Wow, that was rude...I'm right here. I didn't see whatever that was about the Argentine priests and don't particularly care. Things like contraception, abortion, and gay marriage are the chief issues I care about. There's not much in my life affected by the Pope, so the broad issues surrounding perpetuated bigotry at the cost of lives take precedence for me. Not all of us drink the Kool-Aid, so the bottom line is much appreciated.
As for abortion, gay marriage, and contraception, obviously whoever the new pope was would be against those. The contraception ban will almost certainly fall in the next 30 years or so, but it won't be on a pope's first day, and it will probably be from a pope who had previously fallen in line on the issue.
Gay marriage will probably never come, but I would expect to see Episcopal-style gay blessings by the time we have a pope born in the 1980s or so. Regardless, we all knew what the new pope would think.
And the Church will probably oppose abortion 500 years from now, so it's not worth even wondering what any potential pope would think about it.

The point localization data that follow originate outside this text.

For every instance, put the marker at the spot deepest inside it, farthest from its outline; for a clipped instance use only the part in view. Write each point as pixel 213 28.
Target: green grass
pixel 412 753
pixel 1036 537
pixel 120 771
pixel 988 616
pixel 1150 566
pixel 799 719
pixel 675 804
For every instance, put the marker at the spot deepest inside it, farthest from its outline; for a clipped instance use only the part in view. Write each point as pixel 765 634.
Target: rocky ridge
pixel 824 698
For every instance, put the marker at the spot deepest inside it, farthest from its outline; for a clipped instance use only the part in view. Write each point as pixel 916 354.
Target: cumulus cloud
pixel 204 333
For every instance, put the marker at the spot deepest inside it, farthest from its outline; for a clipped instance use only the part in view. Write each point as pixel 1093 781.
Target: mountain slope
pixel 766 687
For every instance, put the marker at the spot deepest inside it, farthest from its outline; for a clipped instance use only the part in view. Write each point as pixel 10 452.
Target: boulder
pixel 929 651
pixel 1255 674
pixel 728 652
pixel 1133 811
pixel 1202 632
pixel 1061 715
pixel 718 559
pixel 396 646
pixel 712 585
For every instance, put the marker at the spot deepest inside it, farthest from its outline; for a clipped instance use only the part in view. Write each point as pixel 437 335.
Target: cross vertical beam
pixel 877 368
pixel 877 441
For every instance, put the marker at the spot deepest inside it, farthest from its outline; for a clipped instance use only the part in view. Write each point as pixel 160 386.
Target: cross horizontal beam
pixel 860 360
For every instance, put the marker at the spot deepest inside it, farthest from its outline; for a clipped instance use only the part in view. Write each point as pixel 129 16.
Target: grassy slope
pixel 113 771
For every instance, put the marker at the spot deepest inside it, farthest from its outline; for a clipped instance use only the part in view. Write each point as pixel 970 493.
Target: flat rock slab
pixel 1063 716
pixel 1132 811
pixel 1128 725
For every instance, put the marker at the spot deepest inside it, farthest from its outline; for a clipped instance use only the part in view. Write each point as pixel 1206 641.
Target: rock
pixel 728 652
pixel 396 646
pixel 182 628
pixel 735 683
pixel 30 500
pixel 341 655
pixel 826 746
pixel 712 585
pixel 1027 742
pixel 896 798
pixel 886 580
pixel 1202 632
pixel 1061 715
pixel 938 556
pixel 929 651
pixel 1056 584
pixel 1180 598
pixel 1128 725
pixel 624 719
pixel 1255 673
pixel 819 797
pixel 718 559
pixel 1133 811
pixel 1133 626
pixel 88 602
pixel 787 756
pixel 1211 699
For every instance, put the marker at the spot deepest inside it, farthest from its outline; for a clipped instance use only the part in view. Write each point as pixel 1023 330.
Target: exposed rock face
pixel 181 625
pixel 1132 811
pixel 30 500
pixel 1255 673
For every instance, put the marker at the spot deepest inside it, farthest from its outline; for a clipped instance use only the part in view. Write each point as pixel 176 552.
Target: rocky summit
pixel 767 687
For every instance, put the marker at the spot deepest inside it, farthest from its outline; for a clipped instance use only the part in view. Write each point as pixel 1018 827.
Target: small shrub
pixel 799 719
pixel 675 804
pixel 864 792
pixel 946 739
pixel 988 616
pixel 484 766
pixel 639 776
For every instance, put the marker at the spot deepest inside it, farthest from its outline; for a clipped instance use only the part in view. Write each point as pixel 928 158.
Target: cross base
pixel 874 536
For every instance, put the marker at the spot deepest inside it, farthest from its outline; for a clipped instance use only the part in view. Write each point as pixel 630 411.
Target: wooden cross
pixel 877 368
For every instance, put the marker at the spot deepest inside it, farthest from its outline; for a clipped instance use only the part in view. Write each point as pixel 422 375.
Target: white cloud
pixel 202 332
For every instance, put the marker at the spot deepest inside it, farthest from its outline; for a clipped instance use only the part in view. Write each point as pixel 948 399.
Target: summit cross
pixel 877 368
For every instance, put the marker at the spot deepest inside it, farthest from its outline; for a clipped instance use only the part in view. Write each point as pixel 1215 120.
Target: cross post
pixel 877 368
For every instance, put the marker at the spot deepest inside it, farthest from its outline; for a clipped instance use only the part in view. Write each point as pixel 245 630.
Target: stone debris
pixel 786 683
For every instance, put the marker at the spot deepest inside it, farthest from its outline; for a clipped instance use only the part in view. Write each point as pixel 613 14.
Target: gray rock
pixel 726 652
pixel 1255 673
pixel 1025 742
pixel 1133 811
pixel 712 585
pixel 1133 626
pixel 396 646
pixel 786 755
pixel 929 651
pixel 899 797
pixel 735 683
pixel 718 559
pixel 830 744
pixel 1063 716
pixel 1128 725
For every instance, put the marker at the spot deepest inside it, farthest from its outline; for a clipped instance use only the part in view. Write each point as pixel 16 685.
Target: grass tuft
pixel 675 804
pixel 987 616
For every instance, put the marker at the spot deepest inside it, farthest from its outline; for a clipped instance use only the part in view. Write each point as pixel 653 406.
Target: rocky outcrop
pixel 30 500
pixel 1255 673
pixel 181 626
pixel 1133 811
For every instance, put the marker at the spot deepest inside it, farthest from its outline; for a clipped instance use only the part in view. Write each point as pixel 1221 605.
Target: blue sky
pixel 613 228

As a non-Catholic, could you help me out here? Why do you believe the hierarchy is moving slowly towards SSM and contraception, but not abortion?
Because lots of other similar-style Christians (Episcopals, Lutherans, etc.) have come around on contraception and are starting to move toward some kind of gay recognition. None of them are changing their minds on abortion any time soon, though.
Maybe not in the US, but Lutheran churches in Europe are not anti-abortion (they dont have an official policy on the matter) and they form the majority of Lutherans. Mainline protestant churches having an official church policy on (almost) every sex related issue is mostly an American thing.